Indicates that the elements in array A are INT-type pointers

Element means: *a[i] * (A[i]) is the same, because [] priority is higher than *

int (*a) [4] Array pointer

Indicates: pointer to array a

Element representation: (*A) [i]

Note: In practical applications, we often use this for pointer arrays:

typedef int* Pint;
Pint a[4];

This is the same as the meaning expressed by the array definition of the pointer above, except that the type transformation is taken.

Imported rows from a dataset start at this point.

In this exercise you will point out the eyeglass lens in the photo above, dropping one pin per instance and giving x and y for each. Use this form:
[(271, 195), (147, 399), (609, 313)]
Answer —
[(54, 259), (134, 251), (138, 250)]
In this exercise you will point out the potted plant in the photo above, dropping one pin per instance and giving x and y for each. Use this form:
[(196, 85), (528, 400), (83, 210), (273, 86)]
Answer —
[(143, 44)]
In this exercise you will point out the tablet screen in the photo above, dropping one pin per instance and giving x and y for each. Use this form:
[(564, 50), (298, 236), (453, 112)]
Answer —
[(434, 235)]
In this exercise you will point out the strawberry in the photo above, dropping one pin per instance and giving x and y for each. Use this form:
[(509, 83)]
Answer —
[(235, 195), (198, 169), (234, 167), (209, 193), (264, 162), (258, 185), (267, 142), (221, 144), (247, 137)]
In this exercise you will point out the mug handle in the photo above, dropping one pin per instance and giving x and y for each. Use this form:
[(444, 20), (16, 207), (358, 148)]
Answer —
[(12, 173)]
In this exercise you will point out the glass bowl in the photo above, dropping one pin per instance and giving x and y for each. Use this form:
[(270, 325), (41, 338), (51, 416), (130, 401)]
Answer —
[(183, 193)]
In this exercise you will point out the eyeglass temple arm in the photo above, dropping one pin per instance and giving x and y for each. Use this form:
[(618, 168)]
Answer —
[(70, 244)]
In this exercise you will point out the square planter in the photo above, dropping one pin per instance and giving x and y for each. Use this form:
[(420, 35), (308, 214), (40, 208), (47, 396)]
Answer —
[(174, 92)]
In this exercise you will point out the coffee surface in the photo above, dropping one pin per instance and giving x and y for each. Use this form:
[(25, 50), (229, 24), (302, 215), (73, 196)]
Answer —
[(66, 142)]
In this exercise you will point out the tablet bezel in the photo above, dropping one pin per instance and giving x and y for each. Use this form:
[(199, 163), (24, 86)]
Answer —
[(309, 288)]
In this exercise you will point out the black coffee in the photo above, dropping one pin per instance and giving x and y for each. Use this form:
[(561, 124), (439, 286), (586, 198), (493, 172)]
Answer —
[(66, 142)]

The code demonstrates the following:

#include <iostream>
 
using namespace std;
 
int main ()
{
int c[4]={1,2,3,4};
int *a[4]; pointer array
int (*b) [4];//array pointer
b=&c;
Assigns an element in array C to array a for
(int i=0;i<4;i++)
{
a[i]=&c[i];
}
Output to see the result
cout<<*a[1]<<endl;//Output 2 on
cout<< (*b) [2]<<endl;//Output 3 on return
0;
}

Note: The array pointer is defined, which points to the first address of the array. Must give the pointer to specify an address, easy to make is wrong, do not give B address, directly with (*B) [i]=c[i] to the array B element assignment, when the array pointer does not know where to point, debugging may be correct, but the runtime must be a problem, Pay attention to this problem when using pointers. But why a doesn't need to give him an address, the element of A is a pointer, and in fact the For loop has given an address to the element in array A. But if you write *a[i]=c[i in the For loop, this also goes wrong. In a word, the definition of the pointer must know where the pointer, or to be tragic.